Groups that nobody had ever heard of before suddenly emerged, with glossy websites registered in the US, claiming to represent mainstream women’s interests. Questions have been raised about some of their funding. The ‘Feminist’ section of Mumsnet became the unofficial base for radicalising ordinary women who knew no more than what the leading figures were telling them.


And those leaders found a ready ear in some of Britain’s right-leaning press — so much so that there was barely a Sunday in 2018 when the Sunday Times (and sometimes the Mail) was not running story after story hostile to trans people, with no effective right of reply. “We’re being silenced,” cried the people silencing trans people. This peaked as first Scotland and then Westminster conducted public consultations on how to improve the GRA.

Everything else is just detail. 2018 has been defined by a campaign against trans people and anyone identified as a possible ally. Everyone agrees it is unprecedentedly toxic but, just as Donald Trump pretended after Charlottesville, this is not an issue where ‘both sides’ can be considered equivalent.
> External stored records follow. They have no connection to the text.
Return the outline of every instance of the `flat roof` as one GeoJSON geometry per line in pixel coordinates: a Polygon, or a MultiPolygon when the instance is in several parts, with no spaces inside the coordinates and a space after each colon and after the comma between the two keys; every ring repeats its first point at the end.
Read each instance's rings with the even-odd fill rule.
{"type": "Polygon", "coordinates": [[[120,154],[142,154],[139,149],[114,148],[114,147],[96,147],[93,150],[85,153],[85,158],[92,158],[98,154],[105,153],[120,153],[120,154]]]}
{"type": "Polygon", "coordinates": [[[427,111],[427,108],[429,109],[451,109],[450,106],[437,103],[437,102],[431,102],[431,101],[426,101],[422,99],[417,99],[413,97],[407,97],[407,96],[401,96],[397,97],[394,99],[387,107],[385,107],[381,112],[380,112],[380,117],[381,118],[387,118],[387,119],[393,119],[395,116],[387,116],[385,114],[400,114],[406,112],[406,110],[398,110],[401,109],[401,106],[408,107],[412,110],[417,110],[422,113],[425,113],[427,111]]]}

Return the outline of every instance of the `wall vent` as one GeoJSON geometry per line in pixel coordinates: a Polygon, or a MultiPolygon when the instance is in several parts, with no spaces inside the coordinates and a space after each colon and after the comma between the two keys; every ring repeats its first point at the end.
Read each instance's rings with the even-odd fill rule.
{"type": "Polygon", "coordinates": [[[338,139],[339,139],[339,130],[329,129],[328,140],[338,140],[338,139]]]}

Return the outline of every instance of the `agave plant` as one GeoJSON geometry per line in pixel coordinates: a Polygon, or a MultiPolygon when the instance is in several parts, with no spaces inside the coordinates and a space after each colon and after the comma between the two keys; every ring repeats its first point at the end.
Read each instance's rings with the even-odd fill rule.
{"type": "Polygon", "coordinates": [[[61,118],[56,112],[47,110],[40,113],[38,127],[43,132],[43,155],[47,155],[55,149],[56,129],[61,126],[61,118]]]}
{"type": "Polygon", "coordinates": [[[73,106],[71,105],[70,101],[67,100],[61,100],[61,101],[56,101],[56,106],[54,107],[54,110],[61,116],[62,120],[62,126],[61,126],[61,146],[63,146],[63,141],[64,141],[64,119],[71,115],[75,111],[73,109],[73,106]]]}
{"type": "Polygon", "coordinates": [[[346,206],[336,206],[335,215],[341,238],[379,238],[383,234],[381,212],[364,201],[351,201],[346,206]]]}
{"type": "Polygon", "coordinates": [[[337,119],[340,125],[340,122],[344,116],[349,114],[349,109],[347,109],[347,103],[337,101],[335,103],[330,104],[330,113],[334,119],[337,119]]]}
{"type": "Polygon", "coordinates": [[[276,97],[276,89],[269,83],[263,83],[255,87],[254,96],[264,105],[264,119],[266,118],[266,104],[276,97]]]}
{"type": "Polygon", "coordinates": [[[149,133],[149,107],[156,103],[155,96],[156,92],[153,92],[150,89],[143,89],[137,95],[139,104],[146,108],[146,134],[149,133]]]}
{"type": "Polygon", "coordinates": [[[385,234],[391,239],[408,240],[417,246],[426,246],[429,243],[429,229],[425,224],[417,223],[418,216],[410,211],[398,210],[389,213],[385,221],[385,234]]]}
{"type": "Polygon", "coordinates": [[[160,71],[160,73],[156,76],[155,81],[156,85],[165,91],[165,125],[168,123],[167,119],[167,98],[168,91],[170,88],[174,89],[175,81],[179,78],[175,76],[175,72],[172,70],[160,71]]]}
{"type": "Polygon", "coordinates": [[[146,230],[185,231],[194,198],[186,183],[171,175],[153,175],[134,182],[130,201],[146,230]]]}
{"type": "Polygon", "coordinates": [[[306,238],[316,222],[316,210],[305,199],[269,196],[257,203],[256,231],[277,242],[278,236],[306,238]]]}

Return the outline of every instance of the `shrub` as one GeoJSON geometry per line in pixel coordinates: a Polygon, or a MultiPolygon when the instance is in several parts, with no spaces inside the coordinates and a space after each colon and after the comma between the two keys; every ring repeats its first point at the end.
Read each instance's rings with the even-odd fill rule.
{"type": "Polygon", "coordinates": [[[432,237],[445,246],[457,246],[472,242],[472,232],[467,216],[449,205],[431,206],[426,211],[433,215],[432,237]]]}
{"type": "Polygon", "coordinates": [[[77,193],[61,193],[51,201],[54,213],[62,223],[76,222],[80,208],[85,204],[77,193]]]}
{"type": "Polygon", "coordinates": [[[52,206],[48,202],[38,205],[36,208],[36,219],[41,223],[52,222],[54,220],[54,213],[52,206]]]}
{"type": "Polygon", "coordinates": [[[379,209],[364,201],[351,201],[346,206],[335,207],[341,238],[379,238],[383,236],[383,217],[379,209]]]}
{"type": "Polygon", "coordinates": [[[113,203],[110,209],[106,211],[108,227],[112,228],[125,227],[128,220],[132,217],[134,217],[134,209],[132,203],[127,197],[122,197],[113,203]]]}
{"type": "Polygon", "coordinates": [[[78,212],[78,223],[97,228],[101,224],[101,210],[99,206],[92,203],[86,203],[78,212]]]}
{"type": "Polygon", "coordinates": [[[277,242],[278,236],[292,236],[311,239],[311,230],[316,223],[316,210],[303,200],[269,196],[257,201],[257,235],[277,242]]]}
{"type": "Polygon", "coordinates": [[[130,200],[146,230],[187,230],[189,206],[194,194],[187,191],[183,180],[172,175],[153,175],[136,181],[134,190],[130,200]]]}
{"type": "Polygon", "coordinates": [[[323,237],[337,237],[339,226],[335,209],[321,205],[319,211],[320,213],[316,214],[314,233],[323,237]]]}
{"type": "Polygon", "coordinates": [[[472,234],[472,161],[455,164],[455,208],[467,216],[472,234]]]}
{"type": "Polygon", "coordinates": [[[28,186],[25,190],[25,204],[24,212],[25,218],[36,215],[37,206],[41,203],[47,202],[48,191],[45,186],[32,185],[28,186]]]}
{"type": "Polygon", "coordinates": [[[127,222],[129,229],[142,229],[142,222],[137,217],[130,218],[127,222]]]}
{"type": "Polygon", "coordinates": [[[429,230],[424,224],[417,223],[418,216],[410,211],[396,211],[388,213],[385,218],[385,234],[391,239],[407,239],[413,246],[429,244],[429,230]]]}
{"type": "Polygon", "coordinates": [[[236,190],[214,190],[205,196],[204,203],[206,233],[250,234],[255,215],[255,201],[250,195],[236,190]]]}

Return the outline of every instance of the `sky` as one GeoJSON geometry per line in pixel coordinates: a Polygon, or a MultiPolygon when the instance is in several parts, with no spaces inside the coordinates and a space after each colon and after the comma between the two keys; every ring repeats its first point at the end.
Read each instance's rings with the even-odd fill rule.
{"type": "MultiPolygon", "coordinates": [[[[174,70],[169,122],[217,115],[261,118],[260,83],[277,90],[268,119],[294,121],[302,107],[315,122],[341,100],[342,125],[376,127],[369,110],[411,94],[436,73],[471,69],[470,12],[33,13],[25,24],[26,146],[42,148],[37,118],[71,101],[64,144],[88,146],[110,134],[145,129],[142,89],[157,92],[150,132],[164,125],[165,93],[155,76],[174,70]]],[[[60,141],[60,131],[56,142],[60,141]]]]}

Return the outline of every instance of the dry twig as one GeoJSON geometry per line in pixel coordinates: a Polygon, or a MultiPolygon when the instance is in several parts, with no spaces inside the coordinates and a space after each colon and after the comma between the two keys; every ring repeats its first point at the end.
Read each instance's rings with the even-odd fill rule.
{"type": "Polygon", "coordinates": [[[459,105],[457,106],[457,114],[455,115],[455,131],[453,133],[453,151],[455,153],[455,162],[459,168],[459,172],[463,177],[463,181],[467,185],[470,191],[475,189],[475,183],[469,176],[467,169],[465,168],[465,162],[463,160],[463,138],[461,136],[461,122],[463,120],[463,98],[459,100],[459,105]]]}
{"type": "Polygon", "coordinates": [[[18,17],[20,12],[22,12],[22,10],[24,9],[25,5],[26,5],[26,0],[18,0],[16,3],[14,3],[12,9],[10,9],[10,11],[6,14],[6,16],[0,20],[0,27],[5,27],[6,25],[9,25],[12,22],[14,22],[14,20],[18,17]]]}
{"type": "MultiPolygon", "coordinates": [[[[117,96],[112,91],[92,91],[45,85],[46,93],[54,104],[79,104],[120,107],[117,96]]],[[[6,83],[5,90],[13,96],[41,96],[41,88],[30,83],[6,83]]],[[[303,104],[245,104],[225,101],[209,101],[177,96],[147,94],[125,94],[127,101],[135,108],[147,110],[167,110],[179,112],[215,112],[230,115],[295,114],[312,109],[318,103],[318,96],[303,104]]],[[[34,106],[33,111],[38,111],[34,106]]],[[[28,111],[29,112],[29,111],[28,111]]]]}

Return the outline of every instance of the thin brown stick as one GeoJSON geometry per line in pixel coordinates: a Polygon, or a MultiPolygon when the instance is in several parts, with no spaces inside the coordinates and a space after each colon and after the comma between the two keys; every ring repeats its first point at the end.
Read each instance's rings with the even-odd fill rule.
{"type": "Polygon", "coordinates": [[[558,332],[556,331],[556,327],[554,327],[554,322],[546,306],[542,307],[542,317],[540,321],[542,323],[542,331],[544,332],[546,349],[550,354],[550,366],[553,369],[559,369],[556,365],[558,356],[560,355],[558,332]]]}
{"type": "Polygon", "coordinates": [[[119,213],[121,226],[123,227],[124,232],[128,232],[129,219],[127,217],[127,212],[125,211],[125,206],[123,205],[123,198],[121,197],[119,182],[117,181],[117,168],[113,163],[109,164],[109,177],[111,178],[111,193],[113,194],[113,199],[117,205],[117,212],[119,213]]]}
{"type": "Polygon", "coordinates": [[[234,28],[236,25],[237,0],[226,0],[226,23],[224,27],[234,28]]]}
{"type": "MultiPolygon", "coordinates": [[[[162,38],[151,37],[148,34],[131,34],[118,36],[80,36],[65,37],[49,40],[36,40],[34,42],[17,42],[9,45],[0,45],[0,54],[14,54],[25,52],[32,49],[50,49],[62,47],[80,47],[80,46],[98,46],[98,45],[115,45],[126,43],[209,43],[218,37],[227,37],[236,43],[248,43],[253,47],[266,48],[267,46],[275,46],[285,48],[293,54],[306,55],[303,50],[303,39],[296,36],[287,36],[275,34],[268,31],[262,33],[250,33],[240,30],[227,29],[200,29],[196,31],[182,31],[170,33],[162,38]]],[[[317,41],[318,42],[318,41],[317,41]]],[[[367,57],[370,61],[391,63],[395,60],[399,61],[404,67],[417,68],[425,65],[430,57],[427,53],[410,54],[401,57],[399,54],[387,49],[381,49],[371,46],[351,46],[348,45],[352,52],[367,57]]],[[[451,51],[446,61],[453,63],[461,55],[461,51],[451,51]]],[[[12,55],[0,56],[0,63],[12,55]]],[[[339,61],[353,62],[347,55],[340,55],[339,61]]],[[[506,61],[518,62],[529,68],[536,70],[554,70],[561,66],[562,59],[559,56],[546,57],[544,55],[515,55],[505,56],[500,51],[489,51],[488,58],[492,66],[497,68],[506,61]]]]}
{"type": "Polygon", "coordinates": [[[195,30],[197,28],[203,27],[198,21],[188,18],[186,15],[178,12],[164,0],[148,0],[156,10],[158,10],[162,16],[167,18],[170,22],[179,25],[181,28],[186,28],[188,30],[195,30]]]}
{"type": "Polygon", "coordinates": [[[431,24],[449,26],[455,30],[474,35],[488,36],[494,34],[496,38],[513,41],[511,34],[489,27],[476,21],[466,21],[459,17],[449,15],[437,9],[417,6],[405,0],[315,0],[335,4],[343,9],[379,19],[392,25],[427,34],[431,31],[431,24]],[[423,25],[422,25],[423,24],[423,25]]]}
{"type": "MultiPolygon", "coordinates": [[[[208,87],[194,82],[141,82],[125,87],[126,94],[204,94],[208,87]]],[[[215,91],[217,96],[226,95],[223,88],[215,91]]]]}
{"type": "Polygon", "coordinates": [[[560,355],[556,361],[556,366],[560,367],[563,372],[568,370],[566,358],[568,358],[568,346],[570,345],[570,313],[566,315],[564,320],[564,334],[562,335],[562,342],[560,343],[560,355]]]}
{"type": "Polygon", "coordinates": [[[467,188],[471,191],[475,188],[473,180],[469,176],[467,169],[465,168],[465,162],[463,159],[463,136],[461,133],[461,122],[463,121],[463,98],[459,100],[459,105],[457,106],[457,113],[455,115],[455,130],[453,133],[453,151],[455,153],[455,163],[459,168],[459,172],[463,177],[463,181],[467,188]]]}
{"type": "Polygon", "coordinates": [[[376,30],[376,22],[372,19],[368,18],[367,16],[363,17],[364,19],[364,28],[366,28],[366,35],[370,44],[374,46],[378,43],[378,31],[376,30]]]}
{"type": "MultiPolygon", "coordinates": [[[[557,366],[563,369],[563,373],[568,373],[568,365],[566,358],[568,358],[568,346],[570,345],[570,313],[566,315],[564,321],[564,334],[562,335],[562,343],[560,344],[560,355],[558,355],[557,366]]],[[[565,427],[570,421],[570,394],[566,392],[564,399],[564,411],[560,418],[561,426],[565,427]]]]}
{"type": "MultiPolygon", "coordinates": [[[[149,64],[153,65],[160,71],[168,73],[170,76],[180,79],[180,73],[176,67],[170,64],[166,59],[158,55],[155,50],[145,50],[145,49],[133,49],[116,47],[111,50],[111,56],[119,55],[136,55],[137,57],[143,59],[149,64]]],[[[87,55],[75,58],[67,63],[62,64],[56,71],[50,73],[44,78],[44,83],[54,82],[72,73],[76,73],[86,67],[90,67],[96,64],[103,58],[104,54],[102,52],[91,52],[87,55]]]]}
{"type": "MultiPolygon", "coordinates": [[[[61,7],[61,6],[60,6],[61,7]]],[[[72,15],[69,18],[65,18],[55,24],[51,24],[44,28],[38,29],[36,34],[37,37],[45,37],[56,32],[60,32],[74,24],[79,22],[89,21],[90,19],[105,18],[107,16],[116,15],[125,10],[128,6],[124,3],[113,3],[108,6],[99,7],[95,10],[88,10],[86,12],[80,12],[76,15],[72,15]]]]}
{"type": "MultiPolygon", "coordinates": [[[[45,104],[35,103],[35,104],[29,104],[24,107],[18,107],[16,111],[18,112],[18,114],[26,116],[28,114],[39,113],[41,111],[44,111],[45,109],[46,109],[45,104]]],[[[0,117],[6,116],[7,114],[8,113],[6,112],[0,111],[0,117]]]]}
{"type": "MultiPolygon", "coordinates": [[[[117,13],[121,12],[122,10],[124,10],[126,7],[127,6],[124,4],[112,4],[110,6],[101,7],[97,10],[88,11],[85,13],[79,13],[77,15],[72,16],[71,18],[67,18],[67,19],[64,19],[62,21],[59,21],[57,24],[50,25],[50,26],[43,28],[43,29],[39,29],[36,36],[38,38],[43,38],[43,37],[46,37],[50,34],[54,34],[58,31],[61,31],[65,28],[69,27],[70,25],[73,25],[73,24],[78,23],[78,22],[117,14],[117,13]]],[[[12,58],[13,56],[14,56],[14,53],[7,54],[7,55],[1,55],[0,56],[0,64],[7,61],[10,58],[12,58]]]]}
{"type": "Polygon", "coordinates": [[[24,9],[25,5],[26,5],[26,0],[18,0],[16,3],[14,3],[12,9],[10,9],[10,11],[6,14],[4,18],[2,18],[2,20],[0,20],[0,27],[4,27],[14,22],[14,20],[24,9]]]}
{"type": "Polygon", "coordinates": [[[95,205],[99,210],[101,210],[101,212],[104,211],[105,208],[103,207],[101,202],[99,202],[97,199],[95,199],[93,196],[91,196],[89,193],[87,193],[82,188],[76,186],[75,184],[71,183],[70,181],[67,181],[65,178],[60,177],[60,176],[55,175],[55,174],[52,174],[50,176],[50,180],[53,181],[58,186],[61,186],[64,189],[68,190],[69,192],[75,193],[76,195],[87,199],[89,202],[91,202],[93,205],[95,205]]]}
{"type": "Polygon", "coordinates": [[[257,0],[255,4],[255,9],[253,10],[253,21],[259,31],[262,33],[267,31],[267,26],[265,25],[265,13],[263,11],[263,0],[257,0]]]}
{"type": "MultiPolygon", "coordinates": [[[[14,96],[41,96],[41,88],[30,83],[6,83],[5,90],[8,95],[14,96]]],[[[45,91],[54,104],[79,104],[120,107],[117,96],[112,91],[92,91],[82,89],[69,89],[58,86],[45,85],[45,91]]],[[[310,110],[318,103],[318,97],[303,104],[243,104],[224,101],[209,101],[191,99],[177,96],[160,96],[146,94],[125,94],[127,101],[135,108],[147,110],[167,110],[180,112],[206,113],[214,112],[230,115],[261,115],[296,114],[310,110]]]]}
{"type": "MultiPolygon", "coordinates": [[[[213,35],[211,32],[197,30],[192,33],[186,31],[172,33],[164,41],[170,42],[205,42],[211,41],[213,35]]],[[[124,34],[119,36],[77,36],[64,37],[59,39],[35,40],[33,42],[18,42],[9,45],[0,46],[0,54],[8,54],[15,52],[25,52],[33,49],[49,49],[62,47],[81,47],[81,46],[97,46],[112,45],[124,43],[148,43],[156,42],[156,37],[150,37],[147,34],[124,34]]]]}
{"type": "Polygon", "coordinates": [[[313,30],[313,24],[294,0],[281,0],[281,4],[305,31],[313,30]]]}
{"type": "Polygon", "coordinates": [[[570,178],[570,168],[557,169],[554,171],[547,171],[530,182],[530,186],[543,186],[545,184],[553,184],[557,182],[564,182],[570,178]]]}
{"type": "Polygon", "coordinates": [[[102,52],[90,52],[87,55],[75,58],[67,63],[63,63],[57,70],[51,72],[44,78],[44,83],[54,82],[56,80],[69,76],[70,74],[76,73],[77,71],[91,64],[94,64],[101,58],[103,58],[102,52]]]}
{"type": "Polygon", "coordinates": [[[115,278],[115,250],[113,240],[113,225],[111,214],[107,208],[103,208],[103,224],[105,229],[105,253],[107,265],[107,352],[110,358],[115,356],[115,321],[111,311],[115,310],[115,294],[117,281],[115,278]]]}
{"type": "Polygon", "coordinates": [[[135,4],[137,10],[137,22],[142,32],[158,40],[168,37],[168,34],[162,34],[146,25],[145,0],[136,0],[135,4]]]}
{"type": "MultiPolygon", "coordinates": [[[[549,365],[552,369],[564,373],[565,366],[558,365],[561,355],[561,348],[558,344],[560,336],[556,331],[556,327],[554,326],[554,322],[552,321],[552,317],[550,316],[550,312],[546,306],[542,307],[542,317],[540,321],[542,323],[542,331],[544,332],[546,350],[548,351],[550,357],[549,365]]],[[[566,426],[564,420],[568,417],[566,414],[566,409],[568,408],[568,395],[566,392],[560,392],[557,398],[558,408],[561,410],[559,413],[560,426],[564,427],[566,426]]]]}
How will it end? At the moment I don’t know. I pray that some of the blatant stirring by anti-trans campaigners doesn’t lead to physical violence. 2019 will be horrible, set against a political and economic landscape that may be nothing short of apocalyptic. At such times it is easy to make scapegoats. My prayer for the year ahead is that we — trans people — are not ‘it.’

Christine Burns MBE is an author and trans activist. Her book, Trans BritainOur Long Journey Out of the Shadows, is available now via Unbound.